The podcast, according to Syed’s lawyer, was “very useful” in rallying support for his client. (Photo courtesy of Getty Images/Karl Merton Ferron/Baltimore Sun/Tribune News Service) )
Serial, on the other hand, has drawn some criticism, mostly because it concentrates on Syed rather than Lee herself.
Since the show’s launch, Lee’s family has blasted it as an incorrect depiction of real-life events.
Lee’s family made a statement during Syed’s retrial hearing, claiming the hearing’reopened wounds that few can understand.’
One of the most significant advantages of real crime, according to Rosanna and Ben, is bringing attention to miscarriages of justice or unresolved cases.
They allude to the unsolved murder of Shelley Morgan, 33, who was murdered shortly after dropping her two children off at school in 1984.

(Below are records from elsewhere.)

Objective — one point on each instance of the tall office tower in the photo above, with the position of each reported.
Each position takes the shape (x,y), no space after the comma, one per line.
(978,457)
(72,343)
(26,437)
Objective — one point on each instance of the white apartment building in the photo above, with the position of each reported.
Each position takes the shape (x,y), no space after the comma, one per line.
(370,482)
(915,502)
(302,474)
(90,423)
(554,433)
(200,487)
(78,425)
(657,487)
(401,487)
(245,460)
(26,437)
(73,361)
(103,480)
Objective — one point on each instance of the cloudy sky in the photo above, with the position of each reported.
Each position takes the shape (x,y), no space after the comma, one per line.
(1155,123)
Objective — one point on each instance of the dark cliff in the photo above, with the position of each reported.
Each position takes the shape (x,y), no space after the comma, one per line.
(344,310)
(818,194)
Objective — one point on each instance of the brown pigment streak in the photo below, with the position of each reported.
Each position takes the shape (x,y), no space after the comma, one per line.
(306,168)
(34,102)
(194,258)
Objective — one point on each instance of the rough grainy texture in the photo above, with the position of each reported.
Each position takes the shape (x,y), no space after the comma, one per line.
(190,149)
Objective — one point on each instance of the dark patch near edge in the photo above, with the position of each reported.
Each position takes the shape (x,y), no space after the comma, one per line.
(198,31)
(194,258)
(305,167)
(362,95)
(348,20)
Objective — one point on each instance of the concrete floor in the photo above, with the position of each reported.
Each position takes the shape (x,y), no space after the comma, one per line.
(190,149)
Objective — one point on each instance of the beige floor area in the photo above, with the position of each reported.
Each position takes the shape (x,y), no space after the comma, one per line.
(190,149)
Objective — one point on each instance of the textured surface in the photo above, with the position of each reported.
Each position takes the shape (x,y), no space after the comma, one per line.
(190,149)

‘Shelley’s 35mm Olympus OM20 camera with serial number 1032853 went gone from the scene and is still being sought as a critical piece of evidence today,’ Rosanna and Ben claimed.
They’re hopeful that bringing attention to this crucial piece of missing evidence will help raise awareness, and that someone with information about the camera’s location would come forward to assist in the investigation.
Can genuine crime be harmful to your health?
Though real crime seems to be a harmless sort of entertainment, too much of it might be harmful to your mental health.
Although it’s important to be watchful and informed of possible dangers, Sally Baker advises that excessive exposure to the worst aspects of human depravity may cause anxiety symptoms.
Hardcore real crime lovers are prone to being unduly suspicious of others, fearing that they are plotting to harm them.
True crime is sensationalist, and it might lead you to believe that serial murderers lurk around every corner while, in fact, the incidents shown in true crime documentaries are absolutely unusual.
What exactly is anxiety?
Anxiety is the primary symptom of a number of diseases, according to the NHS, including:
- Anxiety disorder
- Agoraphobia and claustrophobia are examples of phobias.
- Post-traumatic stress disorder (PTSD) is a kind of anxiety illness that occurs (PTSD)
- Anxiety about social situations (social phobia)
The most prevalent is generalized anxiety disorder (GAD), a long-term illness that leads you to be nervous about a variety of events and difficulties rather than a single incident. GAD affects around 5% of the population in the United Kingdom.
GAD symptoms include:
- Feeling anxious or restless?
- Are you having difficulty focusing or sleeping?
- Heart palpitations or dizziness
If anxiety is interfering with everyday living or creating suffering, people should seek professional help from a doctor.
GAD is treated with a combination of psychological treatments, such as cognitive behavioral therapy, and prescription medication.
The NHS also recommends a number of self-help options, including:
- Attending a self-help seminar
- Regular exercise is essential.
- Smoking cessation
- Limiting the quantity of alcohol and caffeine you consume
- Using one of the NHS Applications Library’s mental health apps and tools
Second, Sally said that viewers might grow hooked to the genre, and that desensitization may cause people to seek out more and more terrible tales to satisfy their appetite for the macabre.
She related it to pornography addiction, adding that “obsessive usage of pornography typically leads to desensitized reactions, requiring progressively intense pornography.”
‘If the behavior is obsessive, individuals may need more graphic information to keep their attention or experience the release of endorphin hormones.’
The quest for more profane information may expose you to potentially hazardous stuff.